While I cannot speak enough about the importance of bringing this story to Princeton’s campus, I cannot claim that this production drastically changed everyone’s view or understanding of the experience (and at times struggle) of becoming a part of a more “elite” community like Princeton’s when coming from a different background. The countless opportunities often feel like burdens as we struggle to navigate and balance our lives. But whether or not this production actually allowed people on campus to understand the immigrant and minority experience in the United States, it opened a door for more diverse theatre productions on campus. The cast of this show demonstrated how people of different backgrounds that are not usually center stage in theatre productions at Princeton will come together to tell this story, their story.
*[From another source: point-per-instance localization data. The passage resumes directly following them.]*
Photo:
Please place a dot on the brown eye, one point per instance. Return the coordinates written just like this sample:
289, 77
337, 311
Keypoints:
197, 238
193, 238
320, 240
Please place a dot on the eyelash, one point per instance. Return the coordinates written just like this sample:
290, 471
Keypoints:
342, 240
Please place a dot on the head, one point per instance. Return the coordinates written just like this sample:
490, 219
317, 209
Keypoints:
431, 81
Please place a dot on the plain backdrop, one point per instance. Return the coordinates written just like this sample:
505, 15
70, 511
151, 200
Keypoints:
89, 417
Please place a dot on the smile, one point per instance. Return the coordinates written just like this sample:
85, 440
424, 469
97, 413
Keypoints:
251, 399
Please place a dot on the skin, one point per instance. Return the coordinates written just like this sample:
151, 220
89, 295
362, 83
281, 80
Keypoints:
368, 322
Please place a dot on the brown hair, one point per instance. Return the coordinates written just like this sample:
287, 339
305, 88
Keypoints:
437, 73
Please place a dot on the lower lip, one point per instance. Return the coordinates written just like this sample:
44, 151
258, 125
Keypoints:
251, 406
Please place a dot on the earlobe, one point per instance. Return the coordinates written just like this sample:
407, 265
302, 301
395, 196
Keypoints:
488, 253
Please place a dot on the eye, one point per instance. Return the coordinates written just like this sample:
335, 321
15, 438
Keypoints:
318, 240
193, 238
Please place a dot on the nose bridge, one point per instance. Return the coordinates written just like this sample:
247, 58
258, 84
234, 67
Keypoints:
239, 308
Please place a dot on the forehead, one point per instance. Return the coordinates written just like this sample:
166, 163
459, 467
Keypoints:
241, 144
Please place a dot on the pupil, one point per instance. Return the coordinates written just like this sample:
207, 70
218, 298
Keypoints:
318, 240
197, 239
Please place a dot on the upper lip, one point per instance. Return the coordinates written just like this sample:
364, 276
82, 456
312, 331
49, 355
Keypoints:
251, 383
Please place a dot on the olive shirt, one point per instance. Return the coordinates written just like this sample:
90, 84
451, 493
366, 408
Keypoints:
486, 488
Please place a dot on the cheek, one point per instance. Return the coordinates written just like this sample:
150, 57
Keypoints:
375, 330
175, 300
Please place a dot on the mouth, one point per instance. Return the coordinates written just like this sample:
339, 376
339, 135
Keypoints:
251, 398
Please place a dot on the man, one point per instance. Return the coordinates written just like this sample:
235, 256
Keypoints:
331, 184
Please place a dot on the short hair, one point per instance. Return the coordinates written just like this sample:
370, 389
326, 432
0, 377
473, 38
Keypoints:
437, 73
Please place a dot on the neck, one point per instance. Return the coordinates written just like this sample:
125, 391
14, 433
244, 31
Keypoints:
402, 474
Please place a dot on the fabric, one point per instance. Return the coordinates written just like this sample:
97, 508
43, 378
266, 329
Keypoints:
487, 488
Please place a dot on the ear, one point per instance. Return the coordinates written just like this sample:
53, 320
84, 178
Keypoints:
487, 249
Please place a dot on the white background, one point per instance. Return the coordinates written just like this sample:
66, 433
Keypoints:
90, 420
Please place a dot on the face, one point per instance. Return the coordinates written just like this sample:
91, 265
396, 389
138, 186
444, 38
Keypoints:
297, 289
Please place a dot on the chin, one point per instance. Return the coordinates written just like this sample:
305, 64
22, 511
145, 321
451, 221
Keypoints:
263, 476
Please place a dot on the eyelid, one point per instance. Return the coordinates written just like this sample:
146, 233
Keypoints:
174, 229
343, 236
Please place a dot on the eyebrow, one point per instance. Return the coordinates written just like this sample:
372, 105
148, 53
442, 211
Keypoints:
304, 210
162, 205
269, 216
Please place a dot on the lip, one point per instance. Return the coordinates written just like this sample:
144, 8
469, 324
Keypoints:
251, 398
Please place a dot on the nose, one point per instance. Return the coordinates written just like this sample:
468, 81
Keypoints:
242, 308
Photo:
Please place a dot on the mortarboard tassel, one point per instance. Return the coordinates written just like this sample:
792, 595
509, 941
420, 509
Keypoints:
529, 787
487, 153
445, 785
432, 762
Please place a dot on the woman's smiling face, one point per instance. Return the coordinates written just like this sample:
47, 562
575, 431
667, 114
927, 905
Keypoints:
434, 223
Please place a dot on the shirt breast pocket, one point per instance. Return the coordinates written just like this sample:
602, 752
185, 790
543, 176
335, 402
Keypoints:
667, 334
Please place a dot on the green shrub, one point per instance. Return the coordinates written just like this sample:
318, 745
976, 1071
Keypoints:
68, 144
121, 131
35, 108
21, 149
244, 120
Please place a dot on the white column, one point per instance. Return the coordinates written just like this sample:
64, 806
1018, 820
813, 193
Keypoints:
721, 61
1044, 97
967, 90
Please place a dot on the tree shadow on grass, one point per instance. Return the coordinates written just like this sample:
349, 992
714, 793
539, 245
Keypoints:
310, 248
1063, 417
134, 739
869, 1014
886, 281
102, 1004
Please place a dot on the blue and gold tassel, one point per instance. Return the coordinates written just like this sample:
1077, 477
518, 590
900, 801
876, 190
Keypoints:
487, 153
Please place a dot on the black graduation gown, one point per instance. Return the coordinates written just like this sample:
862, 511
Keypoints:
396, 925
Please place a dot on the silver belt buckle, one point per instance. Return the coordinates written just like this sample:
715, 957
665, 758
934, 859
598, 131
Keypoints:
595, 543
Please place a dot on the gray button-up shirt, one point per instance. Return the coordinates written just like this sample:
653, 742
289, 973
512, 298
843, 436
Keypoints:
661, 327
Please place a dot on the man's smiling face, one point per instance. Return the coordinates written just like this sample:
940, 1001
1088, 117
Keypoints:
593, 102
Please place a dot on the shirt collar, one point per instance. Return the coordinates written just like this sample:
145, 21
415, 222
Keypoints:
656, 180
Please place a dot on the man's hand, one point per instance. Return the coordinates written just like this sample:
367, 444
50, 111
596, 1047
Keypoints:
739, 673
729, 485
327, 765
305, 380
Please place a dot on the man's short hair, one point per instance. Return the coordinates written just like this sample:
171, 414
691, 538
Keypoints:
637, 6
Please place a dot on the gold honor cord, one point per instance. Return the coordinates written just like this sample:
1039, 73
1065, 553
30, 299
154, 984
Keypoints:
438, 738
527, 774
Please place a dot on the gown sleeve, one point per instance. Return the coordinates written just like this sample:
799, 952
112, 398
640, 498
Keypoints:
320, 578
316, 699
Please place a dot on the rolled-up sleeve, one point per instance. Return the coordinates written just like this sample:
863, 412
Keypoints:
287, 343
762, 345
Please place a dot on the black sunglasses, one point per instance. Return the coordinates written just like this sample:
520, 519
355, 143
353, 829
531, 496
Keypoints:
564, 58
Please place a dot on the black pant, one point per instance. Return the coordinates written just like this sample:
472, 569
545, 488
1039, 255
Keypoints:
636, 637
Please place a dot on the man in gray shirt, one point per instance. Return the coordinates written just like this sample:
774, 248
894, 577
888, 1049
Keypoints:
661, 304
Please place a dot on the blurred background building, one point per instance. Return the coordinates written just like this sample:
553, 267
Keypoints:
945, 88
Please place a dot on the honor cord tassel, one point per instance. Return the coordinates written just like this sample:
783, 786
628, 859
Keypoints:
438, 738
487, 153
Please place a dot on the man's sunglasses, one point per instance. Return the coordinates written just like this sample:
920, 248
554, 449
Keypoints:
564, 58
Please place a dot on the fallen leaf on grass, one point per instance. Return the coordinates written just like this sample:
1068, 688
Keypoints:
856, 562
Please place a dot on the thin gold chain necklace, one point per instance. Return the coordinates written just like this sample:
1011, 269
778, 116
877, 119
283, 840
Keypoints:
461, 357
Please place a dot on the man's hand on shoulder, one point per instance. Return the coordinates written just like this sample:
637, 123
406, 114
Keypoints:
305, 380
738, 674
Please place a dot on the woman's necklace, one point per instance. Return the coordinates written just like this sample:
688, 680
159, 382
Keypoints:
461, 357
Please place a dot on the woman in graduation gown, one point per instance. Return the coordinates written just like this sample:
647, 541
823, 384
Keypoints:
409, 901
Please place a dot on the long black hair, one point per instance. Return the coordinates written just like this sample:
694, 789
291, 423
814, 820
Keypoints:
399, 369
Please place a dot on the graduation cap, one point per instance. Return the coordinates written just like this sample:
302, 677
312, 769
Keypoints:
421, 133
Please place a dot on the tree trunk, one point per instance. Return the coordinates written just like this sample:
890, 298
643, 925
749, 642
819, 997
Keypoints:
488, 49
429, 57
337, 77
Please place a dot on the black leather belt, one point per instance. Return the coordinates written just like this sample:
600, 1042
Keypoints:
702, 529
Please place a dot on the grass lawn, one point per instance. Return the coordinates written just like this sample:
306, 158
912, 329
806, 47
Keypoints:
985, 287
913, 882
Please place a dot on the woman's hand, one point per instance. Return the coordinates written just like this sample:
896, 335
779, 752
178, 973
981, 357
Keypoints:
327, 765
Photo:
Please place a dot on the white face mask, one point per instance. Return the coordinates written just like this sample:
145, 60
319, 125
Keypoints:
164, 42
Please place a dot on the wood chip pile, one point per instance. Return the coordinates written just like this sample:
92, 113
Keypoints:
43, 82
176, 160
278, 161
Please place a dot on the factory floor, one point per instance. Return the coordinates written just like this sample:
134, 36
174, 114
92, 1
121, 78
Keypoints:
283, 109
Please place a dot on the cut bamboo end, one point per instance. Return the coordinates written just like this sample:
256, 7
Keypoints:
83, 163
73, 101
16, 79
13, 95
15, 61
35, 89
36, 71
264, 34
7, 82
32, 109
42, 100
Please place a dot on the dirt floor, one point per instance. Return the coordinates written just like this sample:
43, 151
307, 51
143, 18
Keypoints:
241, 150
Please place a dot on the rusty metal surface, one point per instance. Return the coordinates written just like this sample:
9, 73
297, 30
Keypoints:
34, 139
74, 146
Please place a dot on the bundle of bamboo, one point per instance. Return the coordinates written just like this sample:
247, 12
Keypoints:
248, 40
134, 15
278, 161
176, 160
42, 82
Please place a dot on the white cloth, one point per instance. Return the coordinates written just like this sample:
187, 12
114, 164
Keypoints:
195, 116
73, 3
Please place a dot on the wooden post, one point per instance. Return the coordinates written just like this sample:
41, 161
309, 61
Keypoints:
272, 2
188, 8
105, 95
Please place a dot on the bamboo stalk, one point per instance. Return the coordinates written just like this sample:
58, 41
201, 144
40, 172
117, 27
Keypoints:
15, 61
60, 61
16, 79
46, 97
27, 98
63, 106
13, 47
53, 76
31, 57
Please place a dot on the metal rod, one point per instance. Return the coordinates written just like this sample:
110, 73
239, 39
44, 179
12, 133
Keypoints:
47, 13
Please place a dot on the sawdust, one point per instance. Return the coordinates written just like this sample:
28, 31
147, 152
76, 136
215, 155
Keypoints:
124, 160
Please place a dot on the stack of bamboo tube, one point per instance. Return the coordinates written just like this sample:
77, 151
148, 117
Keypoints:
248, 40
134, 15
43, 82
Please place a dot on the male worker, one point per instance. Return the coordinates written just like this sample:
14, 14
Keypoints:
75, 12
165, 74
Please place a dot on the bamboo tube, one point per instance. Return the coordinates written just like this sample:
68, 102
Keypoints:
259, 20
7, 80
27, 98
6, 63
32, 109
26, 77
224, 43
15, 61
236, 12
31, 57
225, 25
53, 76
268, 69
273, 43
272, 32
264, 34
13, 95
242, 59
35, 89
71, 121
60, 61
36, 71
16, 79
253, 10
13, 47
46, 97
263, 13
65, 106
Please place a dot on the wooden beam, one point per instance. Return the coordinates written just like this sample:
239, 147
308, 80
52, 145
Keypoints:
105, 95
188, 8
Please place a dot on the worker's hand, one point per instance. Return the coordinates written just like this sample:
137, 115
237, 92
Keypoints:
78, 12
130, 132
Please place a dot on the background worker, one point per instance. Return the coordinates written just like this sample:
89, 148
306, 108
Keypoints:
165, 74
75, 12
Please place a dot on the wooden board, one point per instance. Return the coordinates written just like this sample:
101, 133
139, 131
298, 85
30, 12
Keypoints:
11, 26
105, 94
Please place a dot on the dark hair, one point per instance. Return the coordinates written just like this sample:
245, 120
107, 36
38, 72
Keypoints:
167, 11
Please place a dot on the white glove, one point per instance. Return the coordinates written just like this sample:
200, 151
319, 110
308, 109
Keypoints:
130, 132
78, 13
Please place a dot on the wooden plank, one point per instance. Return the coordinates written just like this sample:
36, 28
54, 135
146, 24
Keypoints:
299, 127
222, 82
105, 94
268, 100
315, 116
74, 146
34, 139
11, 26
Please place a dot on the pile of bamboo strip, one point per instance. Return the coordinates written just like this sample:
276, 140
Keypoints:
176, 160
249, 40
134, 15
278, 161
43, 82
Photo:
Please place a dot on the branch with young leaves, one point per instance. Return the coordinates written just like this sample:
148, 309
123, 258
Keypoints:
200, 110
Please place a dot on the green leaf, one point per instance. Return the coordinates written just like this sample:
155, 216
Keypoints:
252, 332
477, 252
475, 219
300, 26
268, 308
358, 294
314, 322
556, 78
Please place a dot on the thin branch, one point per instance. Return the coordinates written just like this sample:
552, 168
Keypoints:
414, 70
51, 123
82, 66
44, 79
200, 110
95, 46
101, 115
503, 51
The production of In The Heights not only reached new limits in Princeton’s theatre community but also impacted my own experience. This production opened my eyes to the amount of incredible individuals from such diverse circles that are now a part of my own community at Princeton. Each night before a performance we would stand in a circle and repeat a mantra that Carl Sung ’20, ensemble member, lead us in chanting: “That no matter what happens tonight…I will leave this show a better actor, a better singer, a better performer, a better person.” I believe that I left this show a better person, and just as Victoria said on our closing night, this show continues to breath through us in the slips of phrases and melodies that continue to follow us.
Nothing I write could ever encompass all of the beautiful memories and people being a part of this show brought into my life. But I can say this: as I stood on stage on that final sold-out Saturday and belted out the final lyrics to the finale, “We’re home!” for the first time since arriving on Princeton’s campus I felt like I had a place on this campus. I felt at home.